На станции пришлось ждать долго, и когда Волков пошел пред приходом поезда в залу третьего класса за билетом, то увидел эту фигуру около дверей.
— Мишка! Ты? — воскликнул Волков.
И вдруг случилось то, от чего теперь у него облилось сердце кровью: Мишка, прежде веселый, бойкий, торопливо сдернул шапчонку и ответил испуганно и покорно:
— Я-с, Дмитрий Петрович…
— Ты зачем здесь? — спросил Волков, подавая ему руку.

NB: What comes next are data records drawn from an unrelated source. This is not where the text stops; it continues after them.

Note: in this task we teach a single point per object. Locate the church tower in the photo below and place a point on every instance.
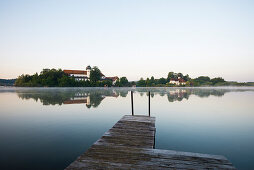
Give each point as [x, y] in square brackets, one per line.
[88, 69]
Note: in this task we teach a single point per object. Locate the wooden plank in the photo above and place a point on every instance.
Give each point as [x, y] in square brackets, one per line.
[129, 145]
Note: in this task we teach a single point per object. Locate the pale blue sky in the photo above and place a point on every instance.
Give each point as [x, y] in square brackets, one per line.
[133, 38]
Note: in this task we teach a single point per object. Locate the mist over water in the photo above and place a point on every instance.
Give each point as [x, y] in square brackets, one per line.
[48, 128]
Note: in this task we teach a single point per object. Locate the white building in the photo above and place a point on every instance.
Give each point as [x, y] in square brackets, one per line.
[79, 74]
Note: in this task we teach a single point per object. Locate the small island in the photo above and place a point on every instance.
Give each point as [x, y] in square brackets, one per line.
[93, 77]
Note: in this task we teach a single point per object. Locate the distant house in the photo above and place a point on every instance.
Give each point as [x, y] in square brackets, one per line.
[81, 75]
[178, 81]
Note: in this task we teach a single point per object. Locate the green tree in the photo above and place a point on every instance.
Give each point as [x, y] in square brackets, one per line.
[141, 83]
[124, 81]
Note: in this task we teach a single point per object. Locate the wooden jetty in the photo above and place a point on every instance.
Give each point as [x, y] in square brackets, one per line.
[129, 144]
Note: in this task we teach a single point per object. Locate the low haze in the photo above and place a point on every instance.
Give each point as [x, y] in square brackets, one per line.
[129, 38]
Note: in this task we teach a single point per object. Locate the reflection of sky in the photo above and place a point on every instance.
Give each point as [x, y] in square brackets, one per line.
[52, 136]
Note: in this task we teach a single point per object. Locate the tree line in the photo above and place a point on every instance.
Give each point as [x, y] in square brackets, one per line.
[57, 78]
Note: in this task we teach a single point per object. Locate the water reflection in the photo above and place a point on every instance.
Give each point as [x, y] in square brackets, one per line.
[92, 97]
[214, 120]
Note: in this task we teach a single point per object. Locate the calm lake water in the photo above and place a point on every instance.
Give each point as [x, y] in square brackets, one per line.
[48, 128]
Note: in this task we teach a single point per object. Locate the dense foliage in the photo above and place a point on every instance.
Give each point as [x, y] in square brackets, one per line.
[57, 78]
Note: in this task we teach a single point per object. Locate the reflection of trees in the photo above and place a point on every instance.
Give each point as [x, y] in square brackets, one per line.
[92, 97]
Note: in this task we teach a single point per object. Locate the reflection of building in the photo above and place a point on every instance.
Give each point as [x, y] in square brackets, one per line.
[90, 99]
[177, 95]
[79, 99]
[178, 81]
[113, 79]
[79, 74]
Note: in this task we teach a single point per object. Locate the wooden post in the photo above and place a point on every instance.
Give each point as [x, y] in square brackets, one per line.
[149, 108]
[132, 109]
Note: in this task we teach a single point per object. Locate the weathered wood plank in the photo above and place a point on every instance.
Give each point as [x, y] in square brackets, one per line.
[128, 145]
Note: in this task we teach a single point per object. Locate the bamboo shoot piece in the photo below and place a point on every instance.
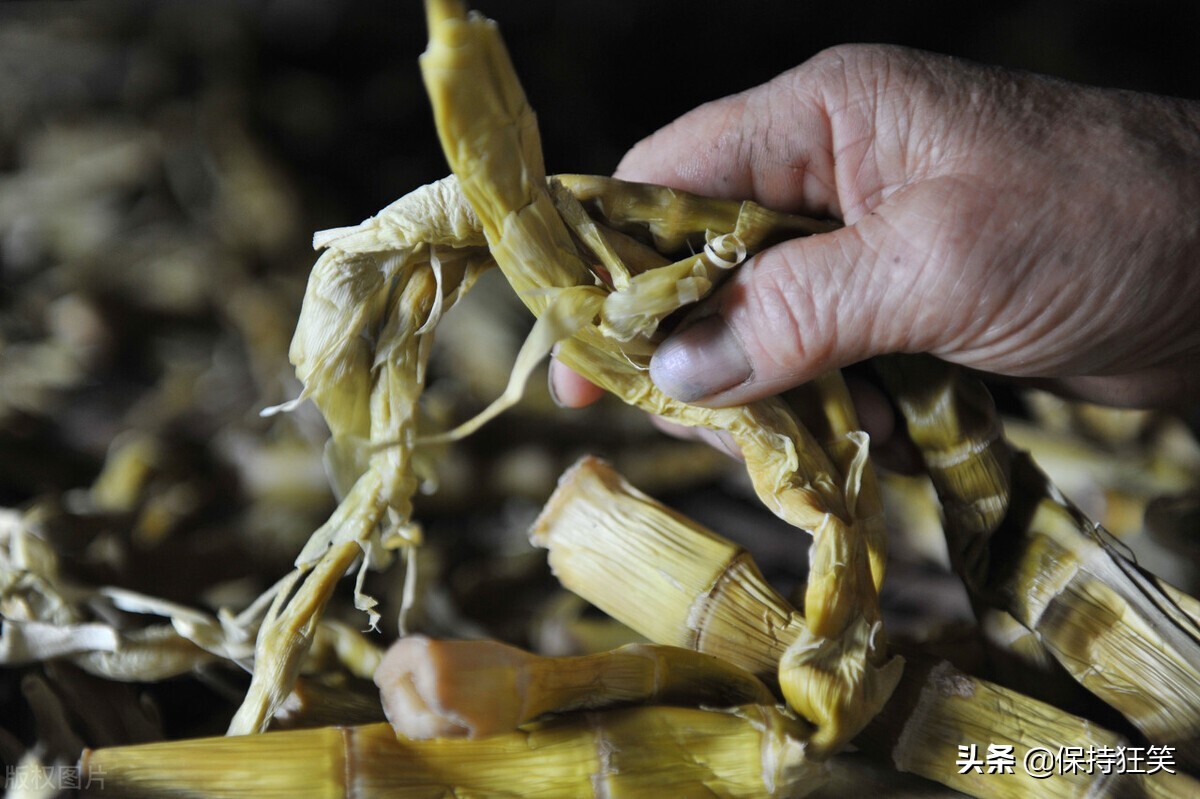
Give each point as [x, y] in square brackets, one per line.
[635, 752]
[664, 575]
[1122, 634]
[450, 689]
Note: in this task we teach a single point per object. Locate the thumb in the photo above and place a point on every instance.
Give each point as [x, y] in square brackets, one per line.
[786, 316]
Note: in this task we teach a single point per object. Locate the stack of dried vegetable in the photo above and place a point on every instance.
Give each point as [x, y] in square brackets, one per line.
[601, 264]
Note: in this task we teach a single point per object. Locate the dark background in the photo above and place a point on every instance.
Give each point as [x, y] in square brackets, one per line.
[334, 89]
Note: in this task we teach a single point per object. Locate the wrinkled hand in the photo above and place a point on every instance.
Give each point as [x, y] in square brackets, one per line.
[1003, 221]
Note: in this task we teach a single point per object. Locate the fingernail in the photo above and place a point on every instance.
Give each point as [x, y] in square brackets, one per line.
[700, 360]
[550, 386]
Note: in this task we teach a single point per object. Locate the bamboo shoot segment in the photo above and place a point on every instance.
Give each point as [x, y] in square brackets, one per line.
[930, 720]
[490, 138]
[1126, 636]
[448, 689]
[647, 752]
[675, 582]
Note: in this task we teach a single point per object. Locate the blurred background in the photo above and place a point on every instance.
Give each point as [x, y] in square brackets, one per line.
[162, 168]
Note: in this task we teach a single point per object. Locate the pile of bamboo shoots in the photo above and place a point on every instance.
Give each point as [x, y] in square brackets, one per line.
[733, 690]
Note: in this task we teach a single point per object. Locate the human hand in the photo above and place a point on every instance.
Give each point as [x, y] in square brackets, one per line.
[1008, 222]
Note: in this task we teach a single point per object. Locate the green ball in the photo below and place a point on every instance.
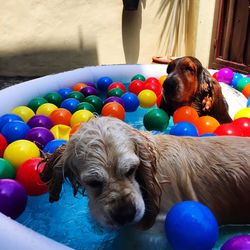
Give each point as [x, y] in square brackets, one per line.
[35, 103]
[54, 97]
[85, 106]
[242, 83]
[138, 77]
[7, 171]
[96, 101]
[156, 119]
[77, 95]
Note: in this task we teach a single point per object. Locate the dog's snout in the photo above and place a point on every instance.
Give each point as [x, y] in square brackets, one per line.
[124, 213]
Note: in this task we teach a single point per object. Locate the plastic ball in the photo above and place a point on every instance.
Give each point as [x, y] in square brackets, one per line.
[24, 112]
[28, 175]
[54, 98]
[61, 131]
[60, 116]
[206, 124]
[136, 86]
[113, 109]
[13, 198]
[7, 171]
[185, 114]
[156, 119]
[191, 225]
[81, 116]
[96, 101]
[225, 75]
[69, 104]
[103, 83]
[19, 151]
[184, 129]
[40, 136]
[131, 102]
[147, 98]
[46, 109]
[40, 121]
[3, 144]
[35, 103]
[245, 112]
[15, 130]
[9, 118]
[51, 146]
[238, 242]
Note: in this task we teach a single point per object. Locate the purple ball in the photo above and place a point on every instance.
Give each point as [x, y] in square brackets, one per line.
[225, 75]
[13, 198]
[40, 121]
[89, 91]
[239, 242]
[40, 136]
[114, 99]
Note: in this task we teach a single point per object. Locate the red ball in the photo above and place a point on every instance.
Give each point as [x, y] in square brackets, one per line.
[243, 125]
[28, 175]
[3, 144]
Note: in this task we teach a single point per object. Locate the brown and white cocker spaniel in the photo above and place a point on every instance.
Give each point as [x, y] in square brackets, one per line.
[189, 83]
[134, 177]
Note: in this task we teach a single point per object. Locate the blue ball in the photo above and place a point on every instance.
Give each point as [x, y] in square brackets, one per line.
[70, 104]
[190, 225]
[103, 83]
[131, 102]
[184, 129]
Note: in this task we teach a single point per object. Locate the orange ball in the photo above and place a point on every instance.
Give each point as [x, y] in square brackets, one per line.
[114, 109]
[185, 114]
[206, 124]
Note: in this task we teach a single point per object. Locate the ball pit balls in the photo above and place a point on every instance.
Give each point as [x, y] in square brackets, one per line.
[15, 130]
[61, 131]
[156, 119]
[60, 116]
[103, 83]
[24, 112]
[185, 114]
[184, 129]
[7, 171]
[131, 102]
[147, 98]
[28, 175]
[225, 75]
[81, 116]
[51, 146]
[70, 104]
[113, 109]
[19, 151]
[238, 242]
[54, 98]
[206, 124]
[13, 198]
[191, 225]
[40, 121]
[46, 109]
[136, 86]
[35, 103]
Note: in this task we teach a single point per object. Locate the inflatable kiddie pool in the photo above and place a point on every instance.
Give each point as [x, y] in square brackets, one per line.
[44, 225]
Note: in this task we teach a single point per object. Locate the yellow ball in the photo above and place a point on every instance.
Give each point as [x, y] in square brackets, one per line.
[245, 112]
[20, 151]
[61, 131]
[24, 112]
[147, 98]
[81, 116]
[46, 109]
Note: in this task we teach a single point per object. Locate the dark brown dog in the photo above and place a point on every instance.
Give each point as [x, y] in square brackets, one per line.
[188, 83]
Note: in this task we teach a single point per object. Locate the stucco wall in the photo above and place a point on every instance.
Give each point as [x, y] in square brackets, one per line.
[40, 37]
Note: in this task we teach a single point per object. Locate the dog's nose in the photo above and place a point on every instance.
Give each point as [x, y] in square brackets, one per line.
[123, 214]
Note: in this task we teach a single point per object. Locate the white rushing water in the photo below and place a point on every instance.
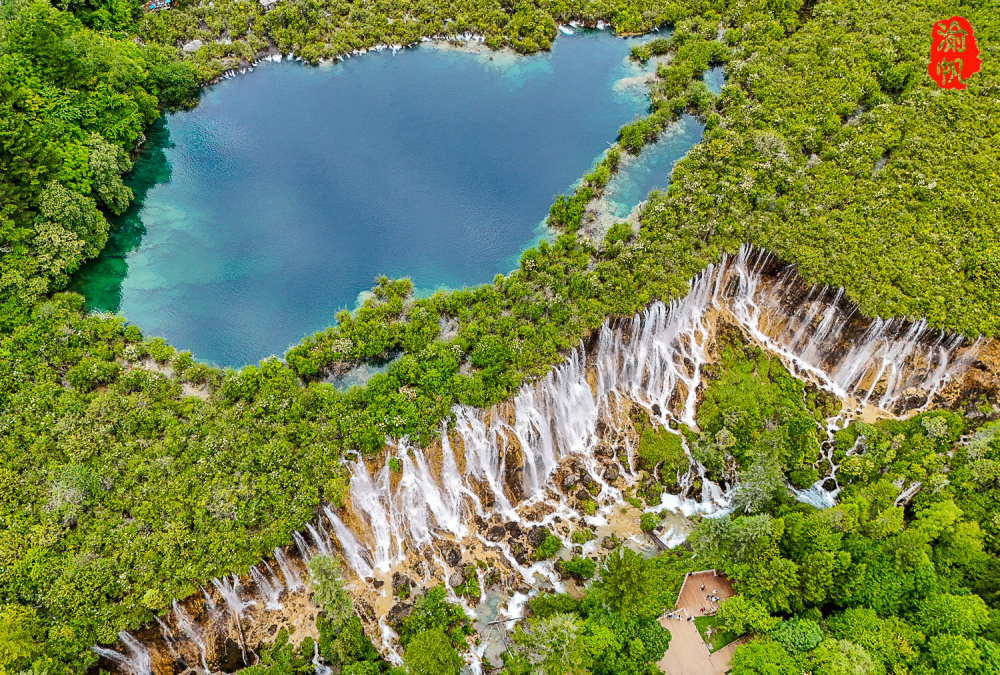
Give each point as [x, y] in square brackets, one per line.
[510, 452]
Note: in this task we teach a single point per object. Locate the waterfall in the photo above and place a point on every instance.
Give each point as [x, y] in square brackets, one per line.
[322, 544]
[348, 545]
[577, 419]
[270, 588]
[319, 668]
[292, 579]
[367, 500]
[230, 592]
[187, 626]
[300, 543]
[136, 658]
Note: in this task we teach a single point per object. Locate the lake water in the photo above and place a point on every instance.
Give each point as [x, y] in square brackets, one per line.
[289, 189]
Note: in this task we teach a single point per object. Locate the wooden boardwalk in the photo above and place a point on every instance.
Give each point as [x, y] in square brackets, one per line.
[688, 654]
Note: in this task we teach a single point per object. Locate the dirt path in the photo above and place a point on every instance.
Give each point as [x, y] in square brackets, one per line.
[688, 654]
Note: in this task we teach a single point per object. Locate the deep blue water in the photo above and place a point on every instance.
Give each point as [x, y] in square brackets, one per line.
[289, 189]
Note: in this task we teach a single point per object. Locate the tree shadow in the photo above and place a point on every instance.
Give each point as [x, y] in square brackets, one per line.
[99, 280]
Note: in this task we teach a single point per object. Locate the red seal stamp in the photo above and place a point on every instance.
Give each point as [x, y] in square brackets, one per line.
[954, 54]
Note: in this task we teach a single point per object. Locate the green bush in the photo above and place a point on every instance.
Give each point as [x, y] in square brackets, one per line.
[797, 635]
[582, 568]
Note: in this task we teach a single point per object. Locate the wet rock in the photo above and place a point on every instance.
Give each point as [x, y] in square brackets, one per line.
[401, 584]
[399, 611]
[520, 553]
[513, 530]
[452, 555]
[496, 533]
[537, 535]
[228, 657]
[365, 610]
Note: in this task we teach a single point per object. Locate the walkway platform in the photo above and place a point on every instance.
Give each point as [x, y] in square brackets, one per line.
[688, 654]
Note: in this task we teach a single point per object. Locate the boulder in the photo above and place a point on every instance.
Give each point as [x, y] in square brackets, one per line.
[399, 611]
[537, 535]
[452, 555]
[496, 533]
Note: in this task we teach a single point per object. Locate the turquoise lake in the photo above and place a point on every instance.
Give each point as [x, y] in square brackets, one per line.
[289, 189]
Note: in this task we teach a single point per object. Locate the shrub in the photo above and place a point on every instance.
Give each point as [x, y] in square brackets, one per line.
[580, 567]
[91, 373]
[544, 606]
[798, 635]
[664, 448]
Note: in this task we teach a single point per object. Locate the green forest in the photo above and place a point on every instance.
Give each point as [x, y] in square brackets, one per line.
[828, 145]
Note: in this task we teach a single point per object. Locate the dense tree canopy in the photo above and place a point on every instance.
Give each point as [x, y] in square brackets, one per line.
[131, 474]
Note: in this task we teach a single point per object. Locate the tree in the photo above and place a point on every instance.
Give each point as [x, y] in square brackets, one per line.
[758, 485]
[21, 637]
[953, 655]
[740, 614]
[798, 635]
[763, 657]
[430, 653]
[954, 614]
[553, 646]
[328, 590]
[842, 657]
[625, 583]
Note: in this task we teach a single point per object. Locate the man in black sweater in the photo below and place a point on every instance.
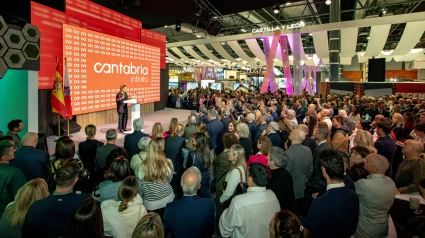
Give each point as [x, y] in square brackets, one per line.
[385, 145]
[49, 217]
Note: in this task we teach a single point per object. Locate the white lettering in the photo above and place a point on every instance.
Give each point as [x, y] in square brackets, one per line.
[120, 69]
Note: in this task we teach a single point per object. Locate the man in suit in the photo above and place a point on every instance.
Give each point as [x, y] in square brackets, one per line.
[32, 162]
[226, 120]
[204, 116]
[131, 141]
[49, 217]
[335, 213]
[15, 126]
[191, 127]
[376, 194]
[299, 163]
[271, 130]
[103, 151]
[320, 135]
[385, 145]
[215, 129]
[191, 216]
[173, 149]
[300, 110]
[380, 111]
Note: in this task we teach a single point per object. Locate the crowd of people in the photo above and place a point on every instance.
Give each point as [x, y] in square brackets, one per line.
[245, 164]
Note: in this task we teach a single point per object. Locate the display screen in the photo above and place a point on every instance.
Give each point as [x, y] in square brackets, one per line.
[192, 86]
[215, 86]
[99, 64]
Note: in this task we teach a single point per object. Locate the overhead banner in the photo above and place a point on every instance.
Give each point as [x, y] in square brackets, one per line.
[98, 64]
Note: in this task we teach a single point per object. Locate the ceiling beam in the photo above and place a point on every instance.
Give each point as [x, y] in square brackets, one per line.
[412, 17]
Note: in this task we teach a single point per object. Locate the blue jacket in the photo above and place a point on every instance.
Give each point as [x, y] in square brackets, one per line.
[189, 217]
[334, 214]
[131, 141]
[32, 162]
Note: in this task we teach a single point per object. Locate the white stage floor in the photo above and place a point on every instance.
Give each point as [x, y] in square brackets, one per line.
[162, 116]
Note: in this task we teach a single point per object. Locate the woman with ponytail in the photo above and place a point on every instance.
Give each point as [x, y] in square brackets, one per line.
[121, 217]
[286, 224]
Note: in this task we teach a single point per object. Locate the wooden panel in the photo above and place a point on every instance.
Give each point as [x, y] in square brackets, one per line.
[109, 116]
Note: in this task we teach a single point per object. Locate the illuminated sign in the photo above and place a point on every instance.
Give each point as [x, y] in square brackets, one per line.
[279, 28]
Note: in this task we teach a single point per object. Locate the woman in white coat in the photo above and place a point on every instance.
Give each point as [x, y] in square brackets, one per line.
[121, 217]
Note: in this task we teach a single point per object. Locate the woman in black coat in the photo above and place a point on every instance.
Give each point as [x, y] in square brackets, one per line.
[244, 140]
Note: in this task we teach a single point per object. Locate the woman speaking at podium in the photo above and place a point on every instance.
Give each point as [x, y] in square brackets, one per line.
[122, 108]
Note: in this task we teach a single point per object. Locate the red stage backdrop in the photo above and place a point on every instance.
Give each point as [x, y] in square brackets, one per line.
[98, 64]
[155, 39]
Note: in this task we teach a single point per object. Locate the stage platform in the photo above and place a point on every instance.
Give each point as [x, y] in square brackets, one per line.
[162, 116]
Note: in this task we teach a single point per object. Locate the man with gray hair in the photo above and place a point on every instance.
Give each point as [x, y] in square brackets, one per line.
[292, 119]
[215, 129]
[271, 132]
[299, 163]
[103, 151]
[191, 216]
[226, 120]
[281, 181]
[376, 195]
[131, 141]
[191, 127]
[32, 162]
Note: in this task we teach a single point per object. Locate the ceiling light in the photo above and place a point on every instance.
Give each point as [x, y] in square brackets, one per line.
[416, 51]
[198, 11]
[276, 9]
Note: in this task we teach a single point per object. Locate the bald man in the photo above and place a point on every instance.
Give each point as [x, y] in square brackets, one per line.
[412, 169]
[376, 195]
[191, 216]
[31, 161]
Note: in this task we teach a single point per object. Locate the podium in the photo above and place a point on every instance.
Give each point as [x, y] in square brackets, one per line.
[134, 114]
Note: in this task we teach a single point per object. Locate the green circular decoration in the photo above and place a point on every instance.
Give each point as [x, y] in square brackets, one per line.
[31, 51]
[15, 58]
[31, 32]
[15, 38]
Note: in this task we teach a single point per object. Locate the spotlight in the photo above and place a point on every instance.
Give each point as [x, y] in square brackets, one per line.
[198, 10]
[178, 26]
[276, 9]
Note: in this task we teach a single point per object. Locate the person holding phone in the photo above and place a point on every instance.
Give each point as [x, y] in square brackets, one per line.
[122, 108]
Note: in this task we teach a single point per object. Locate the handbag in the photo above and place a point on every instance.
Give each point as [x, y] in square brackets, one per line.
[240, 189]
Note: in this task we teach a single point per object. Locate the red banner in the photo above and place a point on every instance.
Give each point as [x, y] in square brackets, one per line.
[157, 40]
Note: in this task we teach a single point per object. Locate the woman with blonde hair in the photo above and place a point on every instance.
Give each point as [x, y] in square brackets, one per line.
[201, 127]
[173, 123]
[150, 226]
[157, 131]
[365, 139]
[13, 217]
[121, 217]
[157, 174]
[236, 174]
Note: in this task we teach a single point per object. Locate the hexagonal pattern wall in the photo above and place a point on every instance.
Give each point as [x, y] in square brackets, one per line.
[14, 58]
[19, 46]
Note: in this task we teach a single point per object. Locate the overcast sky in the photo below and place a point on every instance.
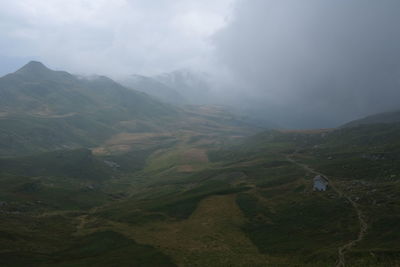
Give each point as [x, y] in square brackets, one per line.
[110, 37]
[311, 63]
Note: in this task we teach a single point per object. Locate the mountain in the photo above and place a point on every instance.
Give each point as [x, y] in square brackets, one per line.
[154, 88]
[386, 117]
[42, 109]
[194, 87]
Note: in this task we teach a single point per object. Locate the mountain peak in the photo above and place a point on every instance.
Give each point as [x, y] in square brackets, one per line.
[33, 66]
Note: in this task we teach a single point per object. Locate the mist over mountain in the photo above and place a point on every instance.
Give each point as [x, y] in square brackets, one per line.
[200, 133]
[314, 63]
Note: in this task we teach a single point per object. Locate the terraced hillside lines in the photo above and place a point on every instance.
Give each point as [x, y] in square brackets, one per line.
[211, 236]
[361, 217]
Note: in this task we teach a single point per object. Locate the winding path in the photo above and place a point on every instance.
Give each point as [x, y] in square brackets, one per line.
[361, 218]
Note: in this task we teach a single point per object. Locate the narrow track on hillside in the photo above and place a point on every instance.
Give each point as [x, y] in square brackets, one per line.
[361, 218]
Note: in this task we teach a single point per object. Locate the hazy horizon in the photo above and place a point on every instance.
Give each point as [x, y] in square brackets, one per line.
[302, 65]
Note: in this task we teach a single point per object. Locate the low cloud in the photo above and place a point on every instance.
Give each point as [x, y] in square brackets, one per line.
[315, 62]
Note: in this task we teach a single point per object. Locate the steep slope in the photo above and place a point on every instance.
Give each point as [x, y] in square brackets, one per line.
[386, 117]
[193, 86]
[154, 88]
[42, 109]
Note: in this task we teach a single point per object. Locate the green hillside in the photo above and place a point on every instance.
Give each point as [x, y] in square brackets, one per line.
[116, 178]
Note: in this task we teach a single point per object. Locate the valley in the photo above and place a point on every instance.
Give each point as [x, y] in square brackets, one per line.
[108, 176]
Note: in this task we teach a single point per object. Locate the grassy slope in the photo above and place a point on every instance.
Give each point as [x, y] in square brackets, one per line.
[233, 203]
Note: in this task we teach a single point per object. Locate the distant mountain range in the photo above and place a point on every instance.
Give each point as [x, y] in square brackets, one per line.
[181, 87]
[42, 109]
[385, 117]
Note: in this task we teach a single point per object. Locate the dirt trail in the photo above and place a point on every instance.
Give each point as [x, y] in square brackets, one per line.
[361, 218]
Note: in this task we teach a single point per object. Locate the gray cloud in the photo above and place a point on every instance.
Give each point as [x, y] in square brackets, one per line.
[111, 37]
[315, 62]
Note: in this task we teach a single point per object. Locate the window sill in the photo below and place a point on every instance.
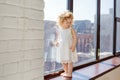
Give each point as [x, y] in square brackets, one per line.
[94, 71]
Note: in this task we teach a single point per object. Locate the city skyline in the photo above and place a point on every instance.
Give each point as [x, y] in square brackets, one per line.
[85, 11]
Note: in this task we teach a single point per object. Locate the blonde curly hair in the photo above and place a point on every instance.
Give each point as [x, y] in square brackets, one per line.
[64, 16]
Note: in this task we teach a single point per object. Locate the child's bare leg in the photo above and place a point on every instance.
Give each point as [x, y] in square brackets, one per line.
[70, 68]
[65, 67]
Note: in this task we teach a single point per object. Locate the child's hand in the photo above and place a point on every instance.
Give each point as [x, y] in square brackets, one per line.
[72, 48]
[56, 43]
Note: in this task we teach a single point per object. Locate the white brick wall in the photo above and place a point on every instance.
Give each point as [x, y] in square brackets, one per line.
[21, 40]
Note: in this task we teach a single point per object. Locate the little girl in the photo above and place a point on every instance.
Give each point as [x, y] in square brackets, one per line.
[66, 43]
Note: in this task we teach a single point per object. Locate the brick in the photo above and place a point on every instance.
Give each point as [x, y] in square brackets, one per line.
[13, 2]
[14, 77]
[36, 4]
[10, 10]
[34, 34]
[36, 63]
[10, 57]
[12, 22]
[10, 68]
[7, 34]
[21, 23]
[34, 24]
[32, 54]
[14, 45]
[2, 1]
[1, 70]
[3, 46]
[33, 14]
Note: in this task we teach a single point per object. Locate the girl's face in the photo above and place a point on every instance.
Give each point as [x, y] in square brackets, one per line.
[67, 23]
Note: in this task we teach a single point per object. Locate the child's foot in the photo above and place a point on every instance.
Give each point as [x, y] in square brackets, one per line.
[62, 74]
[67, 75]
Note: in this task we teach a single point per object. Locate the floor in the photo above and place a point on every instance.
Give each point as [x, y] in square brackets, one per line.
[92, 71]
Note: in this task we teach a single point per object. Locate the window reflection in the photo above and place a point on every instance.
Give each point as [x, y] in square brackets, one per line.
[106, 28]
[84, 24]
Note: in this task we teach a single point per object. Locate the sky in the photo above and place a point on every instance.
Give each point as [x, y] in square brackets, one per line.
[82, 9]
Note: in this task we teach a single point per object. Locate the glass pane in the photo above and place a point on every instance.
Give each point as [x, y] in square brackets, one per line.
[118, 37]
[51, 11]
[84, 24]
[118, 8]
[106, 28]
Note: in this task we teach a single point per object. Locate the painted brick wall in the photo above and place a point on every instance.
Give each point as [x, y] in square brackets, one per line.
[21, 39]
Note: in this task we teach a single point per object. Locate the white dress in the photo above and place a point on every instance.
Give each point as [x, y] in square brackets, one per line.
[50, 49]
[64, 54]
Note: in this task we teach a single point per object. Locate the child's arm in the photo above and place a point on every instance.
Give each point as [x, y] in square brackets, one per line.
[56, 37]
[74, 40]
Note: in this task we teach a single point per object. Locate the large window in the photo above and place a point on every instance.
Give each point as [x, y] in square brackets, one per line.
[84, 23]
[51, 11]
[118, 25]
[118, 37]
[106, 28]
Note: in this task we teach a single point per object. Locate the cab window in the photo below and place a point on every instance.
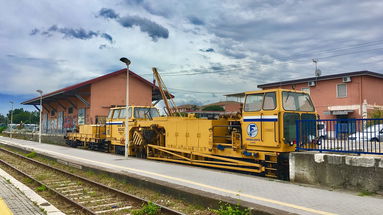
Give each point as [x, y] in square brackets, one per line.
[122, 114]
[297, 101]
[269, 102]
[110, 114]
[253, 102]
[116, 113]
[145, 113]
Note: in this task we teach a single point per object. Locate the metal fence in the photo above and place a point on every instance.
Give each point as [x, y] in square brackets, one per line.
[361, 136]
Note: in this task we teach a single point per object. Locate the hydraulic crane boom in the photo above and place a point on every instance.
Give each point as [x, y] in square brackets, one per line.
[170, 105]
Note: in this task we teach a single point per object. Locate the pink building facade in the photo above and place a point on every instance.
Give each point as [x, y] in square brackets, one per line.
[89, 102]
[347, 95]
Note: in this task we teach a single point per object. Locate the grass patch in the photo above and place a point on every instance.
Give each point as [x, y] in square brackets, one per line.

Он был в растрепанных лаптях, и углы воротника его рваного зипуна торчали по-нищенски, закрывая исхудалое, больное лицо.
— Попроситься в город, — отвечал Мишка простуженным голосом.
— Как попроситься?
— На машину…
— Да как попроситься?
Мишка слабо улыбнулся.
— Даром не проедешь, — сказал он тихо.
Волков купил ему билет, всунул его в руку ему. Мишка, стоя без шапки, долго и безучастно глядел на билет.
В поезде Волков вспомнил про Мишку снова и пошел искать его. В промерзлом, трещащем на ходу вагоне он увидел его около красной, раскаленной печки.
— Ты зачем в город-то?
— Беда! — заговорил Мишка монотонно. — Може, в городе что найду… Совсем обезживотел…
— Не может быть! — воскликнул опять Волков. — Не может этого быть!.. Коллекции, гербарии… ‘Кормовая свекловица’… Какая галиматья!
И, стискивая пальцы, стал хохотать и качаться, как от зубной боли.